Closed someorz closed 6 years ago
Do you mean polygon queries or polygon hashes? One might work by covering the entire polygon with hashes, the other won't since the bounding boxes are bound (no pun intended) to be rectangular.
yes,i mean polygon hashes,To determine whether a point is in a polygon
The hashes represent subdivisions of a rectangular grid, so they are by definition rectangular. Do you know of any library that has polygon support? One was to easily (and no very smartly) do it, might be to use a big enough bounding box to include all the points of the polygon. Then use that as a query.

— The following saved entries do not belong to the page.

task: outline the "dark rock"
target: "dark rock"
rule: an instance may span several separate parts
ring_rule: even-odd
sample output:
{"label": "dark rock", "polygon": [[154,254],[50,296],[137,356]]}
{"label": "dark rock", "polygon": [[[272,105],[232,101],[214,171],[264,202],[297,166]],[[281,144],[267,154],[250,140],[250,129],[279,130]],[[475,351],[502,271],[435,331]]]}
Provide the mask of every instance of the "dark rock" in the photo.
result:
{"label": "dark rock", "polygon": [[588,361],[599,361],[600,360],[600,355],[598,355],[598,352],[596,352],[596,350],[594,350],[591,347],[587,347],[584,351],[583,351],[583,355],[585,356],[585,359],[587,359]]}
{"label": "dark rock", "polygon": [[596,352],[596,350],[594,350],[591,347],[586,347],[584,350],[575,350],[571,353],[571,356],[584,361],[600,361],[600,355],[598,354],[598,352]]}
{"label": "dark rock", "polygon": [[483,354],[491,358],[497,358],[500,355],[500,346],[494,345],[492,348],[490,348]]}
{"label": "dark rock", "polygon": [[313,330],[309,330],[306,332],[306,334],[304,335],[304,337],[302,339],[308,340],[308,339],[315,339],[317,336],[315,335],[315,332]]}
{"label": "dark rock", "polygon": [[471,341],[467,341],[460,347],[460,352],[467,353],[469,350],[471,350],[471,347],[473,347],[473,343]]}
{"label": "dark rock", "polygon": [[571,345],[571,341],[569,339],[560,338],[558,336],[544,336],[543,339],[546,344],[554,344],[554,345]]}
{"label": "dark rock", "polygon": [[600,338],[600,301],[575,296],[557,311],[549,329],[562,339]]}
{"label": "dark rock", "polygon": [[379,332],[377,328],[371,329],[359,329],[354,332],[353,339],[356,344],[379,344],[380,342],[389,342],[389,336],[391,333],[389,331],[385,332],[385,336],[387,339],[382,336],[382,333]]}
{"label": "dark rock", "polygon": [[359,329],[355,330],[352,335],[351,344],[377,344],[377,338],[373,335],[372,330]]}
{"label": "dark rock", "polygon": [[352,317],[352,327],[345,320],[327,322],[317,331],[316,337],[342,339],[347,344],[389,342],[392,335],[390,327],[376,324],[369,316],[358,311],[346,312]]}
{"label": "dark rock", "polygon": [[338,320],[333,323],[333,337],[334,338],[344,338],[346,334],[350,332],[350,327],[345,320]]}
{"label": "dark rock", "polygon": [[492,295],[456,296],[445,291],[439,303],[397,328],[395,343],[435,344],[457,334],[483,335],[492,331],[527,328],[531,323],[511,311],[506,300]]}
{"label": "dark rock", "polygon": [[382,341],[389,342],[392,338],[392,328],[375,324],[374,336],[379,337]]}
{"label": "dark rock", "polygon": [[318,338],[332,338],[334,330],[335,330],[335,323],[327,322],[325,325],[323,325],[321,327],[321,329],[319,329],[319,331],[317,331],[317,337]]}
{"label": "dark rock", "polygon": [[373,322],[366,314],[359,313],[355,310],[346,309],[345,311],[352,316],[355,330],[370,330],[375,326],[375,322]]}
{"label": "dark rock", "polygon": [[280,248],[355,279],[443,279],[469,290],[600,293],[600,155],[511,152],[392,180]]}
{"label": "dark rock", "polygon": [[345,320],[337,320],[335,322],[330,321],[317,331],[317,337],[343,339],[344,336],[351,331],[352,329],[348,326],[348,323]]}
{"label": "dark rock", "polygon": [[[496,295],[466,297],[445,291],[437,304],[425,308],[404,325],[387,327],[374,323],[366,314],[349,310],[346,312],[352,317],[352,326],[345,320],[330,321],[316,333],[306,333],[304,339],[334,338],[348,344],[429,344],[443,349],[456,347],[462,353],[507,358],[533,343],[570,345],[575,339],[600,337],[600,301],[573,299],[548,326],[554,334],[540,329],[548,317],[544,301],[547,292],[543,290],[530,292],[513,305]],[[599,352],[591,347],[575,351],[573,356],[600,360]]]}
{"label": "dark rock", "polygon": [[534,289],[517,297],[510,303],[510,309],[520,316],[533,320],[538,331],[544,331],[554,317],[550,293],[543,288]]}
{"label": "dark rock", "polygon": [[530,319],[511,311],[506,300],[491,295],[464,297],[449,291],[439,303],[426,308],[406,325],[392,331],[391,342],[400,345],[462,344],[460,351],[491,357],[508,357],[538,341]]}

Using Apache Lucene's spatial-extras module, which depends on LocationTech Spatial4j & JTS dependencies, you can do this with code like this (I tried it successfully):
public void testGeoHashes() throws IOException, ParseException {
SpatialContext ctx = JtsSpatialContext.GEO;
GeohashPrefixTree grid = new GeohashPrefixTree(ctx, 11);//< 1 meter == 11 maxLevels
Shape shape = ctx.getFormats().getWktReader().read("POLYGON((-93.18100824442227 45.25676372469945," +
"-93.23182001200654 45.21421290799412," +
"-93.16315546122038 45.23742639412364," +
"-93.18100824442227 45.25676372469945))");
double distErr = SpatialArgs.calcDistanceFromErrPct(shape, 0.10, ctx);
int detailLevel = grid.getLevelForDistance(distErr);
CellIterator cellIterator = grid.getTreeCellIterator(shape, detailLevel);
BytesRef bytesRef = new BytesRef();
while (cellIterator.hasNext()) {
Cell next = cellIterator.next();
if (!next.isLeaf()) {
continue;
}
System.out.println(next.getTokenBytesNoLeaf(bytesRef).utf8ToString());
}
}
The spatial-extras module of Lucene uses these grids for spatial indexes on terms.
You would have to write a small class that basically covers the polygon with rectangles (hashes) and then use these as a query. As of now, I don't have the time or resources to do that, but I'm always. open to contributions.
I don't quite understand. What do you mean?